Ainda que por vias diferentes, os três têm um fim comum: roubar o posto do PMDB de parceiro prioritário do PT no governo. Ao mesmo tempo, eles pretendem criar uma grande bancada que possa se contrapor aos 71 deputados peemedebistas, atraindo eventuais insatisfeitos. De longe, o PT vê com bons olhos as movimentações, visto que as rebeliões internas do PMDB são uma fonte de preocupação antiga do governo.
No outro lado da trincheira, chegou a ser especulada a fusão do DEM com outros partidos de oposição. Entretanto, as negociações esfriaram.

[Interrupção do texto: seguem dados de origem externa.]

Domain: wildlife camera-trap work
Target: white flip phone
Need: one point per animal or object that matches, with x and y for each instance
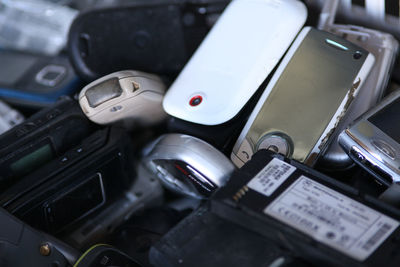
(237, 55)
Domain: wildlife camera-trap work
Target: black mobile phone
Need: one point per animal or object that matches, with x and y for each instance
(76, 185)
(153, 36)
(34, 80)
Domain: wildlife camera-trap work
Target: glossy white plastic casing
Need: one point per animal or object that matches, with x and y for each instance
(234, 59)
(139, 99)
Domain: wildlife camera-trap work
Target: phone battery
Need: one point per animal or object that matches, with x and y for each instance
(309, 213)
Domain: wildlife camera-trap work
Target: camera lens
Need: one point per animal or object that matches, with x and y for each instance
(195, 101)
(357, 55)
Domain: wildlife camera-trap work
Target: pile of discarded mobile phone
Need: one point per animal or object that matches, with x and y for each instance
(199, 133)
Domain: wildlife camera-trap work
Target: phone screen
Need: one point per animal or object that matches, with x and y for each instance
(386, 120)
(13, 67)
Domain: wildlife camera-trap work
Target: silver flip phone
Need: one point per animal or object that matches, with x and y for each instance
(307, 97)
(385, 48)
(373, 140)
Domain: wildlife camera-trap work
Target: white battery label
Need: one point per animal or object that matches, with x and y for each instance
(271, 177)
(332, 218)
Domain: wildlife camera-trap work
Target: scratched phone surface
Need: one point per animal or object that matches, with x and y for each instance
(313, 86)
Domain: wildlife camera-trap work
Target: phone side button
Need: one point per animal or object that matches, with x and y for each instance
(385, 148)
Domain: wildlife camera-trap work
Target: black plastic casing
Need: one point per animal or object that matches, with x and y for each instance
(58, 127)
(76, 185)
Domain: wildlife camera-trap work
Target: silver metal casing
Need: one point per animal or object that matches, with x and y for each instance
(371, 147)
(187, 165)
(306, 98)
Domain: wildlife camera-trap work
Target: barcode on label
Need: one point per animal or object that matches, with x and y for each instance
(271, 177)
(377, 236)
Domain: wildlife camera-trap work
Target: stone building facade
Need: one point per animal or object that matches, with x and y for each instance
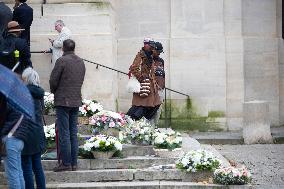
(220, 52)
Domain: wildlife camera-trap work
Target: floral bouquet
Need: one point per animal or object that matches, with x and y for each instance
(232, 176)
(49, 131)
(48, 102)
(102, 146)
(138, 132)
(197, 160)
(89, 108)
(167, 139)
(104, 120)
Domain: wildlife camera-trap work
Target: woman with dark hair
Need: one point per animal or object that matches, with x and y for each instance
(23, 14)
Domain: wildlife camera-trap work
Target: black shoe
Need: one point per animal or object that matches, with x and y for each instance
(62, 167)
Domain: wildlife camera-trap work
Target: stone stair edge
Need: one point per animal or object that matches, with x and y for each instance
(141, 183)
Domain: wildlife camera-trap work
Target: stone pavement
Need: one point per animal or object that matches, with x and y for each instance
(232, 137)
(266, 162)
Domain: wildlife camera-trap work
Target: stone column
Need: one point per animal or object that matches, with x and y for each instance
(256, 128)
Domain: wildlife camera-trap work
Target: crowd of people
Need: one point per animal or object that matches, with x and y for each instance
(23, 137)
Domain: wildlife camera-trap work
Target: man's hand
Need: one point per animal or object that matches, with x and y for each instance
(47, 51)
(51, 41)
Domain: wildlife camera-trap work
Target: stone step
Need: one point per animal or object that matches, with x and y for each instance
(140, 185)
(125, 163)
(83, 176)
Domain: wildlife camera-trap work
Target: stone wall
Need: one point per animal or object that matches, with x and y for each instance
(220, 52)
(261, 68)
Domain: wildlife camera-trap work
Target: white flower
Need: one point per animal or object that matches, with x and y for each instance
(118, 145)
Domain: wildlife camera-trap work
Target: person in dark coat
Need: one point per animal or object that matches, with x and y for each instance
(5, 17)
(25, 135)
(23, 14)
(21, 45)
(66, 81)
(31, 158)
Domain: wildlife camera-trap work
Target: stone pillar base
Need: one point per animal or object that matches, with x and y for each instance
(256, 127)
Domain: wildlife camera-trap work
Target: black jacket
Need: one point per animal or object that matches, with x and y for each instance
(31, 132)
(23, 14)
(5, 17)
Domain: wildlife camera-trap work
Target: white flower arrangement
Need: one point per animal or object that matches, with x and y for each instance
(48, 102)
(198, 160)
(102, 143)
(167, 139)
(232, 176)
(107, 119)
(89, 108)
(49, 131)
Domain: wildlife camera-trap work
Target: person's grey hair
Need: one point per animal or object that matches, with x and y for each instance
(30, 76)
(59, 22)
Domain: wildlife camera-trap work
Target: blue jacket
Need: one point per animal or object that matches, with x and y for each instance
(31, 132)
(23, 14)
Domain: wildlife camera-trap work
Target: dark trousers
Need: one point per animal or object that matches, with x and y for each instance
(30, 164)
(66, 123)
(137, 112)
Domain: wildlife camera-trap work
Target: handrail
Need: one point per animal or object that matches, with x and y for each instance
(167, 118)
(101, 65)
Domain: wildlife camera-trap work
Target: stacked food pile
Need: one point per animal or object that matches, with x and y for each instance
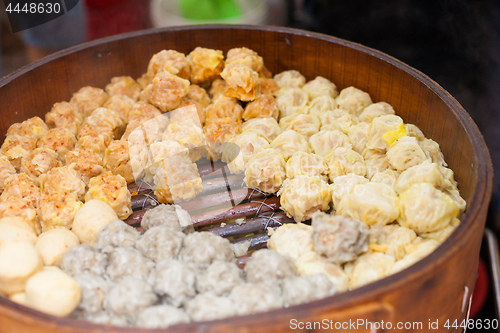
(379, 194)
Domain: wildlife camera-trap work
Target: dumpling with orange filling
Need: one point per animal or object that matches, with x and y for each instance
(64, 115)
(39, 161)
(206, 64)
(124, 86)
(243, 83)
(170, 61)
(87, 99)
(165, 91)
(112, 189)
(61, 140)
(34, 126)
(262, 107)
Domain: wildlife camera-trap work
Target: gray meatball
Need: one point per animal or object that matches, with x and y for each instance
(256, 297)
(161, 316)
(94, 289)
(306, 288)
(339, 239)
(160, 243)
(220, 278)
(84, 258)
(209, 306)
(269, 266)
(128, 298)
(172, 216)
(116, 234)
(128, 262)
(175, 280)
(203, 248)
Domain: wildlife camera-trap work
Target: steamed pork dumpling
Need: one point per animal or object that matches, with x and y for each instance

Segundo o deputado paranaense Abelardo Lupion, uma das principais lideranças do partido, é preciso aguardar o desfecho da Operação Lava Jato. “Há o risco de fazer uma aliança com um partido envolvido [com as irregularidades na Petrobras]. Se isso acontece, você arrebenta com toda uma história [do DEM]”, afirma.
A precaução de Lupion faz sentido. Um dos partidos que poderiam se aliar ao DEM, o SD, tem uma de suas principais lideranças acusadas de envolvimento com o caso – o deputado baiano Luiz Argôlo.
As mudanças não devem parar por aí. Nos corredores de Brasília, três novos partidos estão sendo construídos por apoiadores do governo Dilma Rousseff para abarcar parlamentares que, mesmo sem tomar posse, já estão insatisfeitos com as legendas pelas quais foram eleitos.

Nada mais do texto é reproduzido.